Volume III - Church History

Twentieth Century

The Pentecostal/Charismatic Movement

The most dramatic development within Protestantism in the early years of the twentieth century was the rise of Pentecostalism. This movement placed great emphasis on the nine gifts of the Holy Spirit (1 Cor 12.8–10), especially including speaking in unknown languages (tongues).

Pentecostalism arose most directly out of the Holiness Movement within American Methodism, with the emphasis by America’s first major female evangelist and theologian Phoebe Palmer (1807–1874) upon the spiritual experience of “entire sanctification” which she called the “Baptism in the Spirit” (but without speaking in tongues). This experience was also emphasized among Methodists by the National Campmeeting Association for the Promotion of Christian Holiness, founded in 1867.

William E. Boardman (1810–1886), a Presbyterian minister, published The Higher Christian Life in 1859, thus spreading to non-Methodists the idea of sanctification as a second work of grace, subsequent to the experience of justification by faith.
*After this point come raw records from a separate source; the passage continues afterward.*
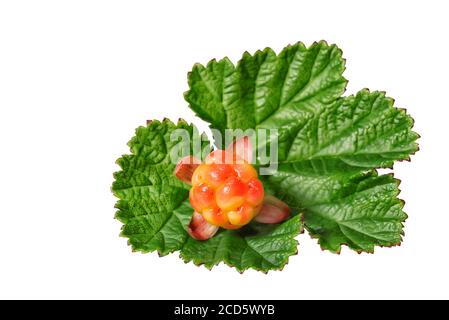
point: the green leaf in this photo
(257, 246)
(266, 89)
(152, 203)
(154, 208)
(329, 146)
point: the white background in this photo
(77, 77)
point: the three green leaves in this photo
(329, 149)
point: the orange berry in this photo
(245, 172)
(219, 174)
(202, 197)
(242, 216)
(220, 157)
(215, 217)
(231, 195)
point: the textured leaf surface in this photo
(262, 247)
(329, 146)
(154, 208)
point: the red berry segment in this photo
(255, 192)
(241, 149)
(200, 229)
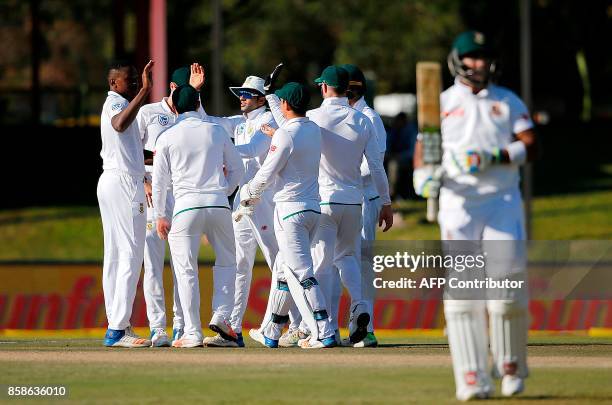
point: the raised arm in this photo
(124, 119)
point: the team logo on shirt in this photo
(163, 120)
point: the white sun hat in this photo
(252, 83)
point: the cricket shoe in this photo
(291, 338)
(239, 339)
(368, 341)
(224, 329)
(124, 338)
(311, 343)
(177, 333)
(187, 341)
(218, 341)
(512, 385)
(257, 336)
(358, 324)
(159, 338)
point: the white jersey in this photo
(346, 136)
(122, 151)
(482, 121)
(191, 155)
(153, 119)
(369, 189)
(293, 161)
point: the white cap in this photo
(251, 83)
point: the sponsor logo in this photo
(163, 120)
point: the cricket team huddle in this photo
(310, 190)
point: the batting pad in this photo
(508, 324)
(467, 338)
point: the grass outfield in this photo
(564, 369)
(75, 233)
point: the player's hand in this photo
(386, 216)
(149, 194)
(269, 84)
(163, 227)
(268, 130)
(197, 77)
(147, 81)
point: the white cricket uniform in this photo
(123, 211)
(191, 155)
(484, 206)
(293, 164)
(153, 119)
(258, 229)
(346, 136)
(370, 211)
The early Pentecostal leaders, such as Benjamin Hardin Irwin (1854- ? ); founder of the Fire Baptized Holiness Association in 1898 in Anderson, South Carolina); Charles Harrison Mason (1866–1961; co-founder of the Church of God in Christ); Charles Fox Parham (1873–1929; founder of the Bethel Bible School near Topeka, Kansas); and William J. Seymour (1870–1922; initiator of the world famous, bi-racial Azusa Street Revival in Los Angeles from 1906 to 1909), all emphasized a third distinct experience, after justification and sanctification—that of being “baptized with the Holy Spirit and with fire,” accompanied by speaking in unknown tongues.

The largest Pentecostal body in America was the Assemblies of God, formed in Hot Springs, Arkansas, in 1914. This group claimed nearly three million members in the U.S. in 2013, and some sixty million worldwide. Most Pentecostals in the U.S., however, were scattered among over three hundred denominations, or are members of innumerable completely independent congregations.
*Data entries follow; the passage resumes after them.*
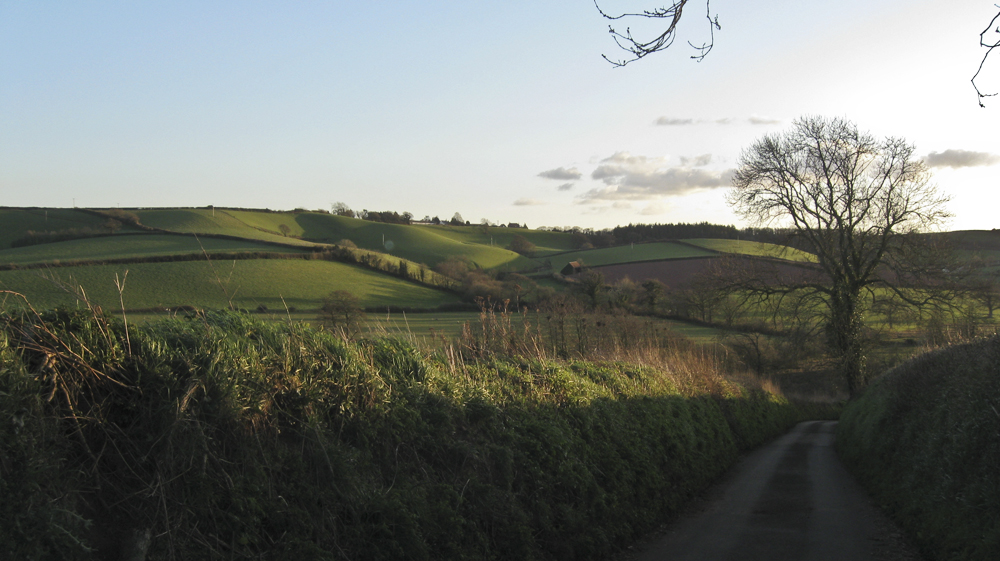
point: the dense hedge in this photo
(925, 441)
(224, 437)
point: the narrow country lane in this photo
(790, 500)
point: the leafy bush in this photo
(925, 440)
(222, 436)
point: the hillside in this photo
(245, 283)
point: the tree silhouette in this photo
(858, 203)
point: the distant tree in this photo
(989, 48)
(653, 291)
(591, 286)
(520, 244)
(858, 203)
(342, 310)
(581, 240)
(341, 209)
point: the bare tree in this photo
(342, 311)
(989, 48)
(639, 48)
(858, 203)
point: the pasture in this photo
(130, 246)
(628, 254)
(246, 283)
(545, 242)
(16, 222)
(209, 221)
Beginning in 1959, the Charismatic Movement took a more modernized, more sophisticated, more middle-class based, and less legalistic form of Pentecostalism into nearly all of the major Protestant denominations. This movement began with Reverend Dennis ­Bennett (1917–1991), an Episcopalian priest in California, who received the “Baptism in the Spirit” in a private home meeting, and who was dismissed from his parish after preaching about his experience. He then took over a dying parish in Seattle, Washington, which he rejuvenated through his emphasis on the “Baptism of the Spirit” and the operation of the nine gifts of the Spirit. The movement quickly spread to other mainline denominations, including the Roman Catholic Church, which it suddenly swept into in 1967 beginning at Duquesne University in Pittsburgh, and very shortly thereafter at Notre Dame University in South Bend, Indiana.

Oral Roberts (1918–2009), raised in the Pentecostal Holiness denomination, greatly broadened his base of support and his scope of ministry when he became an ordained United Methodist preacher in 1970. Oral Roberts University in Tulsa, Oklahoma, founded by Oral Roberts in 1963, was the world’s first Charismatic Christian college. A Graduate School of Theology was added in 1976.

Demos Shakarian (1913–1993), a wealthy Armenian-American dairyman from California, together with Oral Roberts, founded in 1951 the Full Gospel Businessmen’s Fellowship International, which spread quickly among classic Pentecostals and later among Charismatic Christian businessmen. Beginning in the 1960s, this group, with its monthly meetings of businessmen and the Voice magazine published monthly, has served to a large extent as “the organizational cohesion for the Charismatic Movement.” In 2013 it had about 7,000 local chapters in 142 countries around the world. Since 1993, its international president has been Richard Shakarian, son of Demos Shakarian.